Cycle-accurate simulators are widely used to study systolic accelerators, yet their accuracy and usability are often limited by weak validation against real hardware and poor integration with modern ML compiler stacks. This paper presents SCALE-Sim TPU, a validated and extended version of SCALE-Sim v3 for TPU-style accelerators. Specifically, we make three contributions: (1) We validate SCALE-Sim's systolic GEMM model against measurements on Google TPU v4 and show that simulated cycle counts exhibit a strong linear correlation with hardware latency, enabling a simple cycle-to-latency mapping. (2) We introduce lightweight learned latency models for non-systolic elementwise operations, achieving median relative errors below 3 percent using only tensor size and shape, substantially improving end-to-end latency estimation. (3) We integrate a StableHLO-based frontend that allows workloads from modern ML frameworks such as JAX and PyTorch to be simulated directly via a unified compiler IR. Together, these contributions improve the fidelity, coverage, and practicality of cycle-accurate simulation for whole-model performance analysis on TPUs.
Paper Structure (37 sections, 5 figures, 1 table)
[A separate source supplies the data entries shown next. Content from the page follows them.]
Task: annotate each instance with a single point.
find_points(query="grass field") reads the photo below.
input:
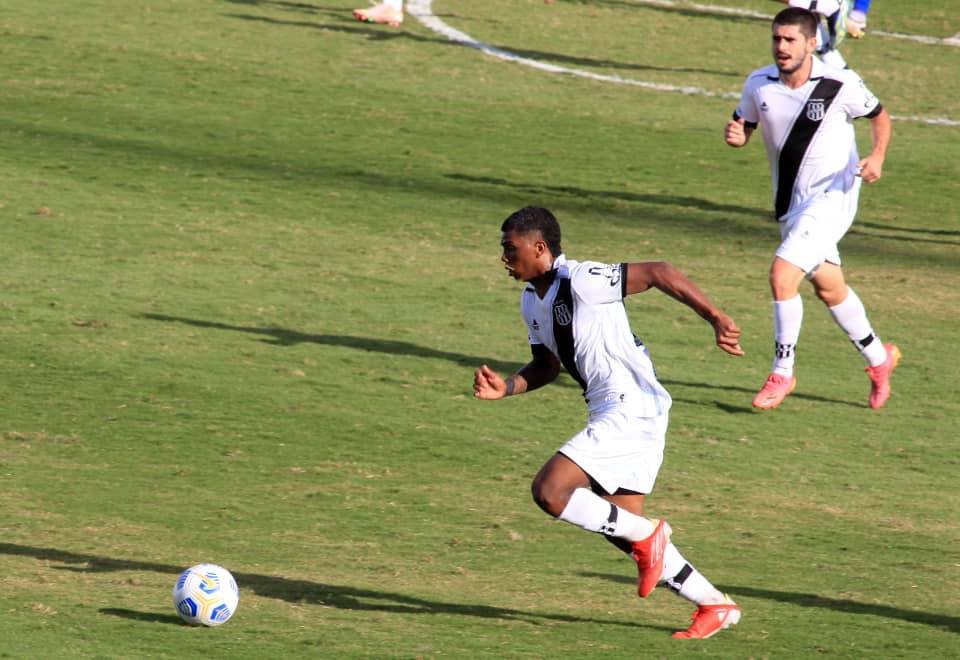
(250, 262)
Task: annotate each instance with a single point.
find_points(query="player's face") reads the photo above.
(791, 48)
(524, 255)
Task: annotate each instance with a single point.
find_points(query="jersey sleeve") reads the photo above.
(856, 99)
(747, 109)
(533, 330)
(597, 283)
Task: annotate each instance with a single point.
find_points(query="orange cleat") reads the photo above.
(379, 14)
(880, 377)
(774, 391)
(708, 620)
(648, 553)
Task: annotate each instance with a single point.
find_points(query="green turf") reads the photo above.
(250, 261)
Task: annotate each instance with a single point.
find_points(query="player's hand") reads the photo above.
(487, 384)
(728, 334)
(734, 134)
(870, 168)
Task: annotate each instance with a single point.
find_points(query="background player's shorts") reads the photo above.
(619, 450)
(810, 236)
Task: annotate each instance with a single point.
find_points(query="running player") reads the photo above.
(388, 12)
(806, 109)
(576, 318)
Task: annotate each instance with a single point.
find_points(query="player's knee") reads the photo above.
(550, 499)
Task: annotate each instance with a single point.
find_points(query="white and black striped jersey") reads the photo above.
(582, 320)
(808, 131)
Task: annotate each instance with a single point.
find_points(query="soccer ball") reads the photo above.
(205, 594)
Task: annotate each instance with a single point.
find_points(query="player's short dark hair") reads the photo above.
(805, 19)
(535, 219)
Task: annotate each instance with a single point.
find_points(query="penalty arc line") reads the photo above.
(422, 10)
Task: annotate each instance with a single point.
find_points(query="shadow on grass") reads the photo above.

This paper contains 37 sections, 5 figures, 1 table.

Figures (5)

  • Figure 1: Overview of the SCALE-Sim TPU Workflow and Contributions. ML programs written in JAX or PyTorch are compiled into StableHLO, which serves as a unified input interface. The StableHLO parser extracts operator metadata and routes systolic-array operations (e.g., GEMM and convolution) to SCALE-Sim v3, while non-systolic operations are handled by lightweight analytic or learned latency models. Circles denote data artifacts or files, and rectangles denote processing components. The green region represents the complete SCALE-Sim TPU toolchain. The blue dashed region highlights legacy components inherited from prior work (SCALE-Sim v3), while the orange dashed region highlights the components introduced or extended in this paper.
  • Figure 2: SCALE-Sim--to--TPU v4 regression for systolic GEMM across three size regimes. Each plot shows SCALE-Sim predicted cycle counts (x-axis) versus measured TPU v4 kernel latency (y-axis) for GEMM workloads executed on a $128\times128$ systolic array. Each point corresponds to one GEMM shape from the sweep, and the solid line shows a least-squares linear regression; the inset reports $R^2$, RMSE, MAE, and sample count. Across all regimes, SCALE-Sim cycle counts show a clear linear relationship with measured TPU execution time, indicating that simulated cycles provide a useful predictor of systolic GEMM latency.
  • Figure 3: bf16 elementwise-add latency vs. tensor size for 1D (32--8192 step 32) and 2D (64--1024 step 64 per dim) sweeps; near-linear scaling with minor shape-dependent fluctuations.
  • Figure 4: Predicted vs. actual GEMM latency on TPU v4. Each point represents a GEMM configuration, grouped by workload size (small, medium, large). The dashed line indicates perfect prediction ($y=x$). While SCALE-Sim TPU preserves the overall scaling trend across sizes ($R^2=0.893$), deviations are more pronounced for medium-sized workloads, leading to higher aggregate error (MAPE = 32.2%).
  • Figure 5: Learned latency model evaluation for non-systolic (elementwise) operations. Estimated versus measured TPU latency for (top) elementwise addition and (bottom) ReLU (maximum) across a diverse set of tensor shapes. Each point is one tensor shape; the dashed diagonal indicates perfect prediction.